Rapprochée d’une jurisprudence qui déduit l’élément intentionnel de la violation en connaissance de cause des règles, cette liste noire facilitera mécaniquement la caractérisation du délit pour les allégations qu’elle vise.
Nous aurons l’occasion d’y revenir.
Maître Benoît DENIS, avocat au barreau de Paris
(1) B. Denis, « Le greenwashing après la loi Grenelle II : encore de beaux jours ? », Gazette du Palais, 24-25 septembre 2010, p. 22.
FAQ – Questions fréquentes sur le GREENWASHING
Le greenwashing est-il une infraction pénale en droit français ?
Il n’existe pas d’infraction portant ce nom. Le greenwashing est réprimé par des qualifications du droit commun existantes : le délit de pratiques commerciales trompeuses (articles L. 121-2 et L. 132-2 du Code de la consommation), l’interdiction des allégations de neutralité carbone non justifiées (article L. 229-68 du Code de l’environnement) et, pour les sociétés cotées, le délit de diffusion d’informations fausses ou trompeuses (article L. 465-3-2 du Code monétaire et financier).

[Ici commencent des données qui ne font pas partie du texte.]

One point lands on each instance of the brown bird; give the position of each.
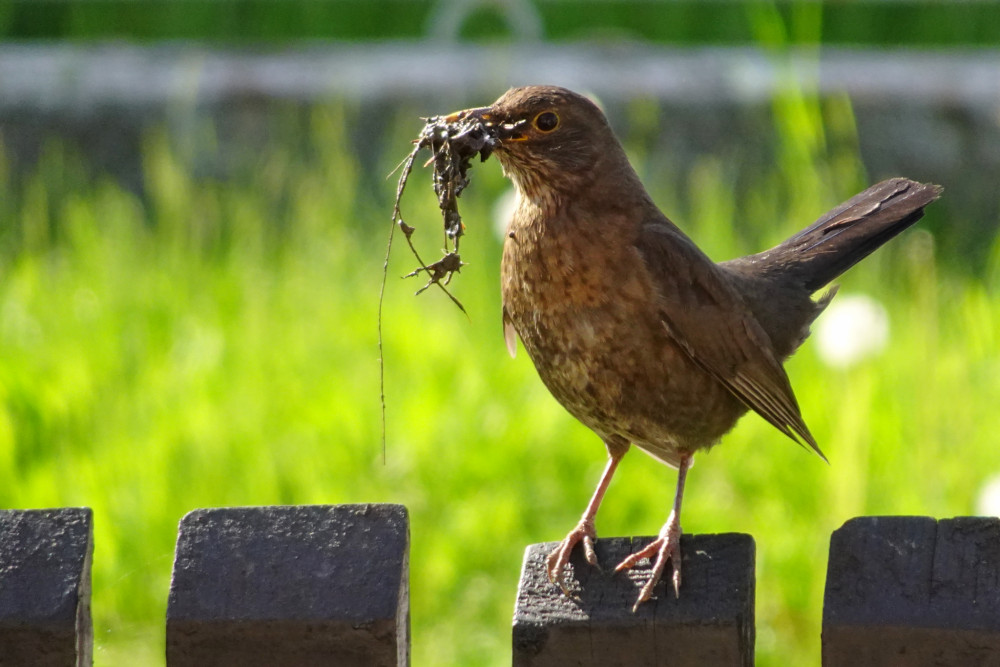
(630, 325)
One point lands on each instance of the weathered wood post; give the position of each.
(913, 591)
(291, 586)
(711, 624)
(45, 587)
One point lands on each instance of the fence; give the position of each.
(327, 585)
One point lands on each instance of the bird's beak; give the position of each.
(503, 130)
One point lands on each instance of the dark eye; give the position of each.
(546, 121)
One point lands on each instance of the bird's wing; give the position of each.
(705, 315)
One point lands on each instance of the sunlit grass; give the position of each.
(214, 344)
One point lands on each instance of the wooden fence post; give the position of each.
(711, 624)
(291, 586)
(45, 587)
(913, 591)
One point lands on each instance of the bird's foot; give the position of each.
(666, 547)
(559, 558)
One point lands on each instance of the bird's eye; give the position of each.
(546, 121)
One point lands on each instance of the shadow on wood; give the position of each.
(913, 591)
(291, 586)
(45, 560)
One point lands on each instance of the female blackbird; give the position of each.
(634, 329)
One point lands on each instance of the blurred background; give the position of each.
(195, 201)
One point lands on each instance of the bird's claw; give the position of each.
(666, 547)
(559, 558)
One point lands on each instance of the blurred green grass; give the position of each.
(214, 343)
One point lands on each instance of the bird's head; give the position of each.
(549, 139)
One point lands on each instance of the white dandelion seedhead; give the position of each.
(853, 328)
(503, 211)
(988, 503)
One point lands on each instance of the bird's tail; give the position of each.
(849, 233)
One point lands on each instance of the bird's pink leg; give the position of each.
(585, 531)
(667, 546)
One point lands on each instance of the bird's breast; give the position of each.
(584, 306)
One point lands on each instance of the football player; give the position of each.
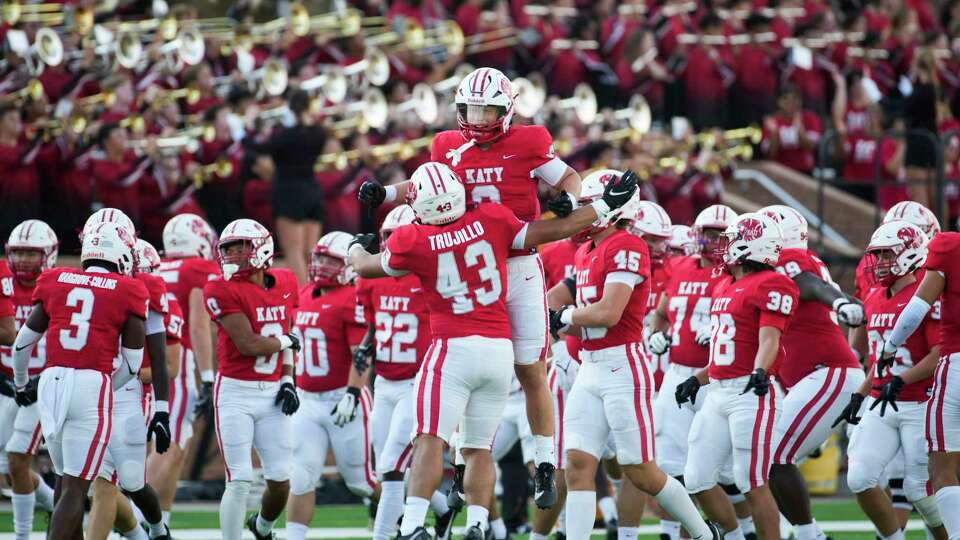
(31, 250)
(613, 391)
(681, 325)
(398, 337)
(501, 163)
(254, 392)
(818, 370)
(188, 247)
(943, 408)
(335, 403)
(89, 313)
(749, 312)
(899, 385)
(460, 257)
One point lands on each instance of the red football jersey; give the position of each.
(814, 339)
(619, 253)
(502, 172)
(882, 312)
(463, 269)
(87, 311)
(943, 255)
(182, 276)
(23, 306)
(270, 312)
(738, 311)
(402, 322)
(329, 325)
(688, 308)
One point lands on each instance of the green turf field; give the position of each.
(356, 516)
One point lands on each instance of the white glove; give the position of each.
(659, 343)
(344, 412)
(849, 313)
(703, 335)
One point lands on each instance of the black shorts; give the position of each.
(298, 201)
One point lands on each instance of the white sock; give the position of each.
(499, 528)
(389, 509)
(608, 509)
(581, 508)
(948, 499)
(414, 514)
(136, 533)
(233, 505)
(296, 531)
(44, 494)
(477, 515)
(264, 526)
(438, 503)
(675, 500)
(806, 532)
(23, 514)
(543, 450)
(670, 528)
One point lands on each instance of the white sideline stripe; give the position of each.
(362, 532)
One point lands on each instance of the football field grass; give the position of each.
(350, 521)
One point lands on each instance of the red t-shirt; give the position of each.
(463, 269)
(739, 309)
(87, 311)
(402, 322)
(814, 339)
(328, 324)
(270, 312)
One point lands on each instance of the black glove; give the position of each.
(160, 428)
(758, 382)
(687, 391)
(372, 194)
(361, 357)
(619, 191)
(561, 204)
(287, 398)
(888, 394)
(28, 394)
(849, 414)
(363, 240)
(204, 406)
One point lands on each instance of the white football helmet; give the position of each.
(188, 235)
(915, 213)
(896, 249)
(109, 215)
(792, 224)
(109, 242)
(32, 235)
(591, 189)
(436, 194)
(484, 87)
(714, 218)
(328, 264)
(682, 241)
(257, 251)
(148, 260)
(752, 237)
(396, 218)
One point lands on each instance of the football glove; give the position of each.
(888, 394)
(758, 382)
(344, 412)
(849, 413)
(372, 194)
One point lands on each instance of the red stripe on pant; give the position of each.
(94, 443)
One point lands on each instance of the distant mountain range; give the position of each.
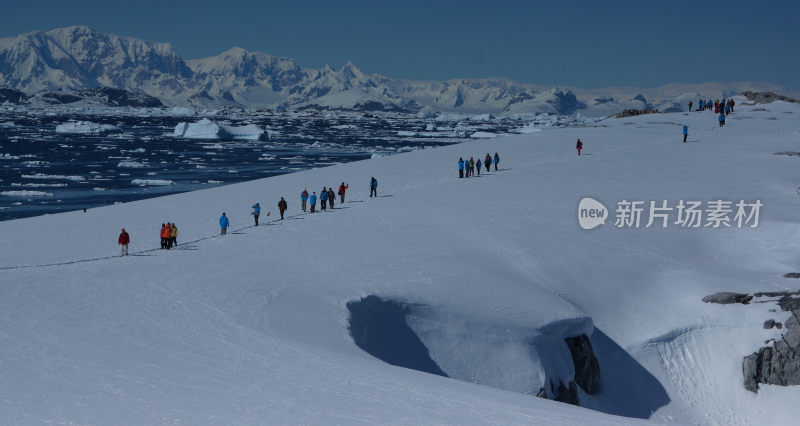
(66, 61)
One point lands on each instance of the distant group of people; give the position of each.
(466, 168)
(169, 235)
(327, 198)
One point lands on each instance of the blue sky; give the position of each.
(580, 43)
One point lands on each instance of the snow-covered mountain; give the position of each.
(78, 57)
(488, 282)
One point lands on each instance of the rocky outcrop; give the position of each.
(726, 298)
(778, 364)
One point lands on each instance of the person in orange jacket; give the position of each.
(123, 240)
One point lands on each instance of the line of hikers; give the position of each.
(466, 168)
(725, 106)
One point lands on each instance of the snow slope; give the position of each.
(252, 328)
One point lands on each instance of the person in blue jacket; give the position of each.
(373, 187)
(256, 211)
(313, 202)
(323, 197)
(223, 224)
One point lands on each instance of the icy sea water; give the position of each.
(44, 172)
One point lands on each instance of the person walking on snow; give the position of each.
(161, 235)
(331, 197)
(342, 190)
(174, 233)
(123, 240)
(224, 223)
(282, 206)
(323, 197)
(166, 237)
(256, 212)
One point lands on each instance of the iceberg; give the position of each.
(83, 127)
(207, 129)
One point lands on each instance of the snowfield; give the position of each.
(491, 273)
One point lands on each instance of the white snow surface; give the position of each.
(207, 129)
(252, 327)
(83, 127)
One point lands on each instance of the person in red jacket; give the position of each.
(166, 237)
(123, 240)
(342, 190)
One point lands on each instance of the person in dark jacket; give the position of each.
(342, 190)
(224, 223)
(282, 206)
(256, 212)
(331, 197)
(123, 240)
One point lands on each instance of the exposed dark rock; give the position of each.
(726, 297)
(587, 368)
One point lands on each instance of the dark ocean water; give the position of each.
(43, 172)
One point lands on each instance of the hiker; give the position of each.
(161, 235)
(174, 234)
(123, 240)
(282, 206)
(373, 187)
(323, 197)
(256, 212)
(223, 224)
(342, 190)
(331, 197)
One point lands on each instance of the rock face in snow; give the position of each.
(75, 58)
(83, 127)
(207, 129)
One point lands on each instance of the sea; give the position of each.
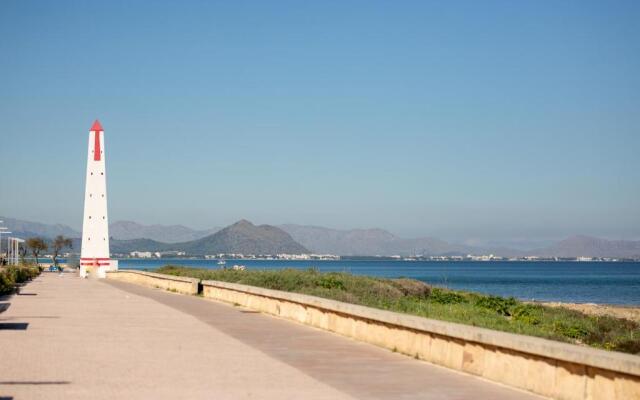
(575, 282)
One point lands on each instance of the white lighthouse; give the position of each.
(94, 255)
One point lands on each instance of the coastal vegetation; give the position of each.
(14, 275)
(417, 298)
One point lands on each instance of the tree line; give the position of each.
(38, 245)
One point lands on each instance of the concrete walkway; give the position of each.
(67, 338)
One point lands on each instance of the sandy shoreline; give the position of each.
(628, 312)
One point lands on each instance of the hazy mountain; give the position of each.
(244, 237)
(368, 242)
(591, 247)
(126, 230)
(127, 246)
(25, 229)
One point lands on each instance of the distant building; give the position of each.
(141, 254)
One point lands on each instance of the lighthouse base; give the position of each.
(97, 268)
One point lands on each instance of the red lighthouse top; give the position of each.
(96, 126)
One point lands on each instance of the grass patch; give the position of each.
(11, 276)
(417, 298)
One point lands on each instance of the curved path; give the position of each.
(68, 338)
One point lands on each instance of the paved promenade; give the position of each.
(68, 338)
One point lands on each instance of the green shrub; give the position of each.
(330, 281)
(417, 298)
(10, 276)
(498, 304)
(527, 314)
(442, 296)
(570, 330)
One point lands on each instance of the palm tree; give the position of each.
(37, 245)
(59, 243)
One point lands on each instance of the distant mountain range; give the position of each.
(244, 237)
(358, 242)
(24, 229)
(241, 237)
(127, 230)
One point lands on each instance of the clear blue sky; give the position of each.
(462, 120)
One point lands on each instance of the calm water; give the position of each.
(579, 282)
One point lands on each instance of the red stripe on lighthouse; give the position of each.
(96, 147)
(97, 128)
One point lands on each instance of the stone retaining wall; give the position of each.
(549, 368)
(172, 283)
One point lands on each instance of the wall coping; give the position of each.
(155, 275)
(608, 360)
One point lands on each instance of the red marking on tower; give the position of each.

Quelles sont les peines encourues pour greenwashing ?
Elles varient selon le texte applicable. Sur le fondement de l’article L. 132-2 du Code de la consommation, les peines sont de deux ans d’emprisonnement et 300 000 euros d’amende, montant qui peut être porté à 10 % du chiffre d’affaires moyen annuel ou à 80 % des dépenses de publicité lorsque la tromperie repose sur des allégations environnementales. Sur le fondement du Code monétaire et financier (article L. 465-3-2), les peines sont de cinq ans d’emprisonnement et 100 millions d’euros d’amende. L’interdiction propre à la neutralité carbone (article L. 229-69 C. env.) donne lieu, elle, à une amende administrative pouvant atteindre 100 000 euros.
La condamnation de TotalEnergies en 2025 est-elle une condamnation pénale ?
Non. Le jugement du tribunal judiciaire de Paris du 23 octobre 2025 est une décision civile, rendue à la demande d’associations de protection de l’environnement agissant sur le fondement de la responsabilité délictuelle. Il en va de même du jugement Volvic du 23 juin 2026, rendu à la demande d’une association de consommateurs et frappé d’appel. Aucune poursuite pénale n’a été engagée dans ces dossiers. La distinction importe : la voie civile suppose que la partie demanderesse saisisse elle-même le juge ; la voie pénale suppose une initiative du parquet ou d’une partie civile se constituant devant la juridiction répressive.
Le greenwashing peut-il engager la responsabilité pénale d’un dirigeant ?
Oui, en principe. Le délit de pratiques commerciales trompeuses est applicable aux personnes physiques comme aux personnes morales. Un dirigeant qui aurait eu connaissance du caractère trompeur d’une allégation environnementale et n’aurait pas agi pour y mettre fin peut voir sa responsabilité pénale personnelle engagée, indépendamment de celle de la société. En pratique, aucune condamnation de dirigeant sur ce fondement en matière de greenwashing n’est recensée à ce jour.
La directive EmpCo va-t-elle renforcer les sanctions pénales ?
Non. La directive (UE) 2024/825 n’impose pas de sanctions pénales. Elle exige seulement des sanctions « effectives, proportionnées et dissuasives », en laissant aux États membres le choix entre répression administrative et répression pénale. Son incidence portera sur l’élément matériel du délit : en réputant déloyales en toutes circonstances les allégations inscrites à sa liste noire, elle dispensera de la preuve de l’altération du comportement économique du consommateur et facilitera d’autant la caractérisation des pratiques commerciales trompeuses.